How to get your financial product to market fast

April 2022

The Golden age of personalized finance is here to stay

If you’re building a new financial product, this blog will help you think about developing your idea and taking it to market fast

This blog is a part of Synctera’s Revenue series

How to get your financial product to market fast

April 2022

The Golden age of personalized finance is here to stay

If you’re building a new financial product, this blog will help you think about developing your idea and taking it to market fast

This blog is a part of Synctera’s Revenue series

Shep Smith
COO at Synctera

Shep is COO at Synctera, where he oversees functions including business development, strategy, operations, and marketing. Prior to joining Synctera, Shep spent 10 years with Google, where he led business development and partnership efforts related to payments and device ecosystems, including work on products such as Android, Chrome, and Search, and earlier worked in consulting.

In financial services, niche is nascent

I don’t know if it’s the same for you, but there are a lot of new, innovative financial services and companies clamoring for my attention these days: a digital neobank* for pet owners, a service for cross-border payments to relatives overseas, or a wallet for holding your crypto funds after your latest NFT sale.
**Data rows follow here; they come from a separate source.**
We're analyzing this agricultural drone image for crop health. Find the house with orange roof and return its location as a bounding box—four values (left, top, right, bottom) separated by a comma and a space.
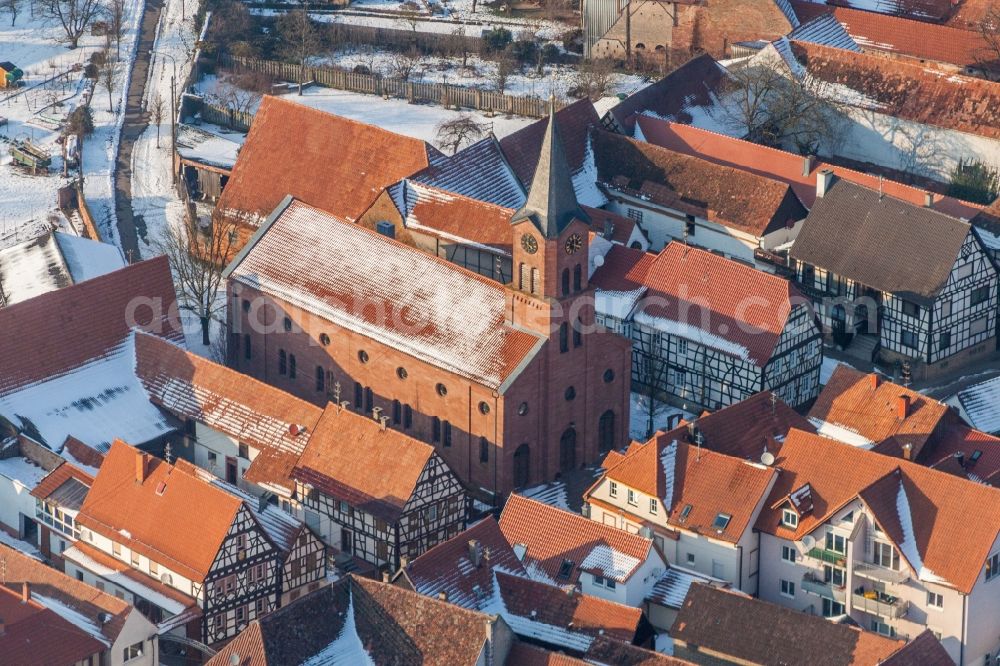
789, 173, 998, 379
225, 107, 631, 492
590, 129, 808, 265
71, 441, 326, 645
584, 424, 778, 594
499, 493, 667, 607
0, 544, 160, 666
755, 430, 1000, 664
591, 242, 823, 411
290, 404, 468, 571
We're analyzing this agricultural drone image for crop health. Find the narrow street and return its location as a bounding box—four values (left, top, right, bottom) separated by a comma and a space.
115, 0, 163, 262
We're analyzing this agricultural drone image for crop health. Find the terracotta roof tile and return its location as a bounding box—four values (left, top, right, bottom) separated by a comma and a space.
292, 404, 436, 522
757, 430, 1000, 594
500, 98, 600, 187
670, 583, 904, 666
77, 441, 242, 581
636, 115, 982, 218
0, 257, 184, 394
590, 241, 803, 367
228, 201, 543, 388
500, 493, 654, 584
591, 130, 807, 236
216, 97, 439, 226
809, 365, 958, 460
605, 426, 776, 542
0, 587, 106, 666
792, 42, 1000, 139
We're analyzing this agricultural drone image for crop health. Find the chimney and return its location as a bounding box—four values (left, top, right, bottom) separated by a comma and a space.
896, 395, 910, 421
802, 155, 816, 176
469, 539, 483, 569
816, 169, 833, 199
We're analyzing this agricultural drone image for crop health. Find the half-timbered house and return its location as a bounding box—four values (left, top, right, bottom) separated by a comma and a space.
292, 405, 468, 571
591, 242, 822, 410
70, 441, 325, 644
790, 173, 997, 378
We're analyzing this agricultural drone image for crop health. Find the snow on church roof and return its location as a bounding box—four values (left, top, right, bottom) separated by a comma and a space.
227, 200, 542, 391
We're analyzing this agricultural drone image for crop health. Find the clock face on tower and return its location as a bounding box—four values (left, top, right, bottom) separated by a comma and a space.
521, 234, 538, 254
566, 234, 583, 254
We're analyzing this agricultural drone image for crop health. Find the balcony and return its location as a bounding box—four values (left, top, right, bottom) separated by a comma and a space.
854, 562, 910, 584
806, 548, 847, 567
802, 572, 847, 603
851, 587, 910, 620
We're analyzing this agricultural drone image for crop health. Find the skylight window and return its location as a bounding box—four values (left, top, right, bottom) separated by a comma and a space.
712, 513, 733, 532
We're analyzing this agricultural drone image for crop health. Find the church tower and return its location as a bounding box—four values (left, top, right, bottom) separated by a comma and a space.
509, 104, 590, 335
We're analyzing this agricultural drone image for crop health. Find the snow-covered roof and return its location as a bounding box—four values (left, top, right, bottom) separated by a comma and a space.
227, 201, 544, 392
0, 334, 174, 452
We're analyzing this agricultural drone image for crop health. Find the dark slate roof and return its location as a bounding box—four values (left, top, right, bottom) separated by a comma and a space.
788, 13, 861, 53
410, 136, 538, 208
511, 106, 590, 238
791, 179, 971, 303
601, 54, 726, 136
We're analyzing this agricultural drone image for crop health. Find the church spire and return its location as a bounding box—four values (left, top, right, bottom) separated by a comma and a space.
511, 100, 588, 239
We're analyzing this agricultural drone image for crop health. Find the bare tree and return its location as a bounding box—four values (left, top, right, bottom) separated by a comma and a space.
149, 95, 164, 148
153, 215, 238, 346
490, 50, 517, 94
0, 0, 23, 28
107, 0, 125, 60
576, 58, 614, 101
721, 52, 844, 155
101, 58, 118, 113
278, 5, 321, 95
389, 46, 423, 81
36, 0, 101, 49
437, 113, 487, 154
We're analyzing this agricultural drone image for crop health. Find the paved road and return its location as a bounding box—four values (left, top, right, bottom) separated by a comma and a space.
115, 0, 163, 261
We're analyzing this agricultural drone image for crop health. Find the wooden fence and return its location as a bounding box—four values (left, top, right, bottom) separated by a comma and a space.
220, 55, 560, 118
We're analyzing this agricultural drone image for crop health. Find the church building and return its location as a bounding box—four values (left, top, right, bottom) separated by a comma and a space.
226, 109, 630, 500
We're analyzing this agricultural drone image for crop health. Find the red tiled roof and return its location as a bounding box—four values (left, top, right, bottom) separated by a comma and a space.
216, 97, 437, 226
809, 365, 959, 459
500, 493, 653, 583
135, 334, 323, 484
792, 42, 1000, 139
756, 430, 1000, 594
500, 98, 600, 187
591, 130, 807, 236
228, 201, 542, 389
0, 587, 105, 666
292, 404, 435, 522
0, 257, 184, 395
791, 0, 987, 67
590, 241, 802, 367
596, 426, 776, 542
636, 115, 982, 219
77, 441, 242, 582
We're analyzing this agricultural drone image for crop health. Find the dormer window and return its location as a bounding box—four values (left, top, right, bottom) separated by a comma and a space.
781, 509, 799, 529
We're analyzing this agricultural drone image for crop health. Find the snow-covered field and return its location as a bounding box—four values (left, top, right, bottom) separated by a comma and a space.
313, 48, 648, 99
0, 0, 141, 247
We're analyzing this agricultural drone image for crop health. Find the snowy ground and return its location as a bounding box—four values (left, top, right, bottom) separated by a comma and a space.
0, 0, 141, 247
629, 393, 696, 442
313, 48, 648, 99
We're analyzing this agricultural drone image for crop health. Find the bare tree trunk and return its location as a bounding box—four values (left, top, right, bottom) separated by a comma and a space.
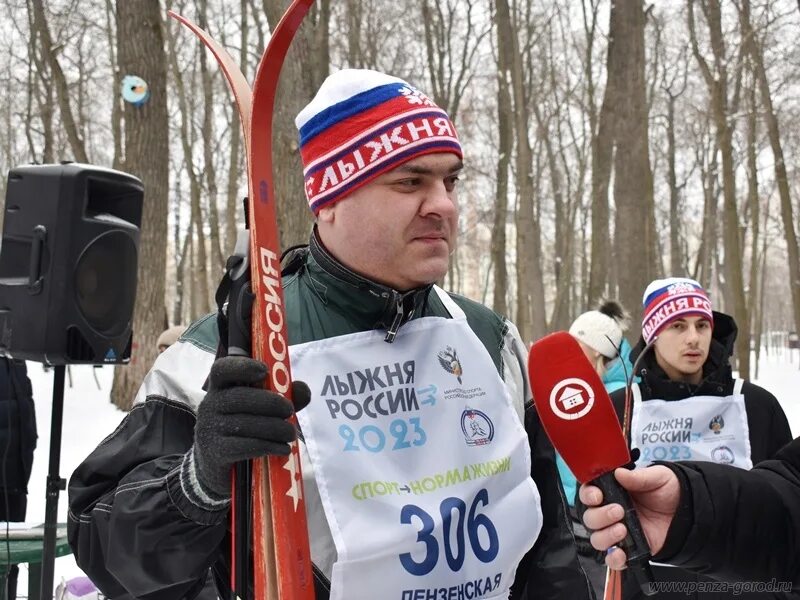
198, 0, 225, 276
262, 0, 330, 248
166, 17, 211, 318
688, 0, 750, 379
25, 0, 56, 163
492, 15, 514, 315
747, 76, 761, 342
667, 94, 683, 277
755, 196, 770, 379
586, 1, 622, 306
610, 0, 659, 339
111, 0, 169, 408
496, 0, 547, 342
346, 0, 364, 69
30, 0, 89, 163
106, 0, 125, 170
225, 0, 250, 255
739, 0, 800, 350
420, 0, 490, 122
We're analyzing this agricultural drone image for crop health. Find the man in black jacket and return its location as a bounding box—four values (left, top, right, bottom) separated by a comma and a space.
0, 356, 36, 598
588, 278, 792, 600
69, 70, 591, 600
580, 438, 800, 591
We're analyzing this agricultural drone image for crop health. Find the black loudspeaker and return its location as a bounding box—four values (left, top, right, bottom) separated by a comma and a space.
0, 163, 144, 365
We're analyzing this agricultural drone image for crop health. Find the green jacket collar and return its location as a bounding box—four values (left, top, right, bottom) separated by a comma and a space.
306, 227, 433, 343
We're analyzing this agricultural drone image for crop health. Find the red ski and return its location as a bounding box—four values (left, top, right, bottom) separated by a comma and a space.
170, 0, 314, 600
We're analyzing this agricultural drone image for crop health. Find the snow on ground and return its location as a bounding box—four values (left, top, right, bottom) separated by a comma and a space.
10, 350, 800, 598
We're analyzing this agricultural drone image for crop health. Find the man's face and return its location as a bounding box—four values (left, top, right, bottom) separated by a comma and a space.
654, 316, 711, 384
318, 153, 463, 291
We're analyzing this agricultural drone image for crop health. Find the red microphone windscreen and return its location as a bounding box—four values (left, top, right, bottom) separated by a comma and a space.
528, 331, 631, 483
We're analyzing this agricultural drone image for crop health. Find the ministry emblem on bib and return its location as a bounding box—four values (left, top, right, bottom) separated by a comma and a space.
711, 446, 735, 465
436, 346, 464, 383
461, 407, 494, 446
708, 415, 725, 435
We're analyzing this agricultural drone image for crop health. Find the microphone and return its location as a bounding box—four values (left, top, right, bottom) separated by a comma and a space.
528, 331, 655, 596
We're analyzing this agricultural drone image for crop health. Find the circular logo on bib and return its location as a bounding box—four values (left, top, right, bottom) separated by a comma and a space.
550, 377, 594, 421
461, 407, 494, 446
711, 446, 734, 465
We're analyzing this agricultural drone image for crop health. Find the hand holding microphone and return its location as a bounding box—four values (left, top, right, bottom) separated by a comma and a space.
579, 465, 680, 570
528, 331, 652, 595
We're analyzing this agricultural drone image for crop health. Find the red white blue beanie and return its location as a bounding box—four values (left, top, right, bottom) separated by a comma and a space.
642, 277, 714, 344
295, 69, 463, 214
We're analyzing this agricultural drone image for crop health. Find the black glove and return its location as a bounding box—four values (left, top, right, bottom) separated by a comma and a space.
192, 356, 311, 498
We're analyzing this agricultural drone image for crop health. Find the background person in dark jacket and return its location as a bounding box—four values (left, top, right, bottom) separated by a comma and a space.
580, 438, 800, 590
0, 356, 36, 598
611, 278, 792, 600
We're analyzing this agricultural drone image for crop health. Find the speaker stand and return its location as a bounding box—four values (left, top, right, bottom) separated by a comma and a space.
38, 365, 67, 600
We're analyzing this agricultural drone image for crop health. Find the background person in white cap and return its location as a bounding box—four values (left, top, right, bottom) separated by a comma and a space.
556, 300, 633, 596
70, 70, 591, 600
592, 277, 793, 600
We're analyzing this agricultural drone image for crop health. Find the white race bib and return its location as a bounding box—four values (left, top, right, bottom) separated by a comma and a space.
291, 288, 542, 600
631, 380, 753, 469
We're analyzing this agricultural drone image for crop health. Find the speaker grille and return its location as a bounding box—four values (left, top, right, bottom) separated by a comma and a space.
74, 231, 136, 337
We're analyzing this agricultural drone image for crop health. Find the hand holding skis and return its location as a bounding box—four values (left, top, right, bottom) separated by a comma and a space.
192, 356, 311, 498
579, 465, 680, 570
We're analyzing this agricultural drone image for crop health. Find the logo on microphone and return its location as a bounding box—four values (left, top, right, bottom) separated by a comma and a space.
550, 377, 594, 421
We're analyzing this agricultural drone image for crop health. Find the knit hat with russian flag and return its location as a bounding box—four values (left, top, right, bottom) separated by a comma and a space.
295, 69, 463, 214
642, 277, 714, 344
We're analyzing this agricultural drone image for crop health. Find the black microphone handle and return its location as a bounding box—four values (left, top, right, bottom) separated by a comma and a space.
590, 471, 656, 596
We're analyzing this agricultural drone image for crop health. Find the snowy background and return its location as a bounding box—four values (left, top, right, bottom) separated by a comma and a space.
12, 350, 800, 598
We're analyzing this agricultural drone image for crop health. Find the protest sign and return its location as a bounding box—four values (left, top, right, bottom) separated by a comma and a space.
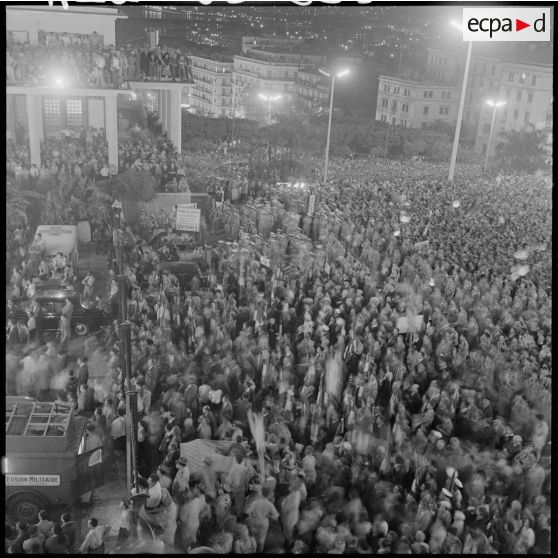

While I certainly spend more time looking at these new services than most given my role at Synctera (a FinTech startup helping other FinTech startups build), this increase in new and targeted financial services is indicative of a Golden Age of personalized finance we’re all experiencing. Wherever you are in the world, chances are you are discovering (and using) more and more “niche,” embedded, and personalized financial products with each passing year.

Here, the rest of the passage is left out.